Middle class and after ...
In the course of Argentine history, attempts have been made several times to strengthen the identity of the middle class for the purpose of "fighting insurgents." The aim was to split and weaken strong social movements that wanted to unite the lowest strata with the slightly better-off strata. Of course, this was a threat to the interests of those in power and / or the authorities. In at least three events - the fall of Perón in 1955, the approval of the neoliberal model of the 1990s, and after the 2001 crisis - the middle class played a key role. In these three cases it served to divide and confront the social classes and created a sympathetic public opinion towards the projects of the elite, while it weakened possible resistance to it. It is not by chance that the identities that have shaped us are increasingly critical in the current political environment in Argentina considered. This is particularly true of the myths of the "white, European middle-class country" and the "normal country", in which the poor people are always seen as an obstacle to progress that has to be somehow removed. Such criticism can only be healthy.

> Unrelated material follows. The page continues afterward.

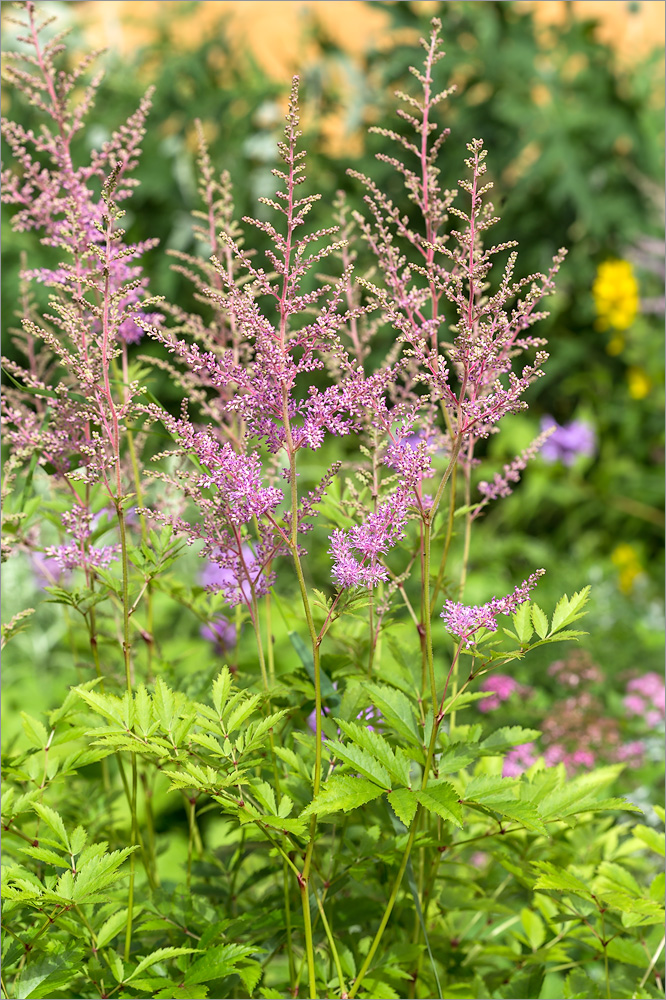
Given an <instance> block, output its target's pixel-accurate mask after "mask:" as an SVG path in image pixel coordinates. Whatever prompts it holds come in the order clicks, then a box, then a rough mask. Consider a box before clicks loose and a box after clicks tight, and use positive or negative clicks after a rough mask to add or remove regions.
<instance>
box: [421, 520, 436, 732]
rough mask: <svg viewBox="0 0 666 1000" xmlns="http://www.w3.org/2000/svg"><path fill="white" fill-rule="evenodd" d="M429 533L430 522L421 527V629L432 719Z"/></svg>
mask: <svg viewBox="0 0 666 1000" xmlns="http://www.w3.org/2000/svg"><path fill="white" fill-rule="evenodd" d="M430 532H431V522H430V521H426V522H425V523H424V525H423V556H424V558H423V627H424V629H425V637H424V638H425V652H426V661H427V664H428V676H429V678H430V697H431V699H432V714H433V719H434V717H435V715H436V714H437V682H436V681H435V659H434V655H433V650H432V620H431V615H430Z"/></svg>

However, there is now a paralyzing view of the political role of the middle class. The progressives or left tend to stereotypes about this social class, which corresponds to the thinking spread by liberal and right-wing politicians and intellectuals, but with the opposite sign. In some respects, we are sometimes too ready, as ex-Vice President Carlos Chacho Alvarez once put it, "to pull out the little book by Jauretche". In the 1950s and 1960s, the national and popular intellectual Arturo Jauretche criticized the middle class's negative attitude towards Peronism. Many progressive sectors keep accusing the middle class of never understanding the national problems, of eagerly imitating the customs of the bourgeoisie, of commuting back and forth between the upper and lower classes but always supporting the upper class, always looking to Europe, despising the poor, being racist, discriminating and so on. These clichés date from the years of Revolución Libertadora and the Peronist resistance. Picked up by Jauretche and the great essayists of the 50s and 60s, such as Juan José Sebreli, Jorge Abelardo Ramos, Jorge Enea Spilimbergo and others, they found their way into popular opinion and they still severely limit our understanding of the political role of the middle class.
Even if these clichés contain a great deal of truth, they obscure the rapprochement and strong ties of solidarity between the working class and large parts of the middle class that have taken place at many moments in national history. This gang existed in 1919, in the 30s and of course with the radicalization of the middle class, especially the youth, in the 60s and 70s. In recent history they have been indicative of the remarkable solidarity during the 2001 crisis and, as Maristella Svampa put it, the "exceptional year" that followed. The middle class is not necessarily and inevitably a social conglomerate with the characteristics that were attributed to it by the essayists of the 1950s and 1960s. Jauretche is certainly stimulating, but having his little book in hand tends to hinder free thinking today. The current political challenge is to return, free of prejudice and clichés, to the solidarity ties between all non-ruling classes. Without strengthening these bonds every more or less profound change and every policy is unthinkable that would be able to restrict the criminal advance of capital on our lives.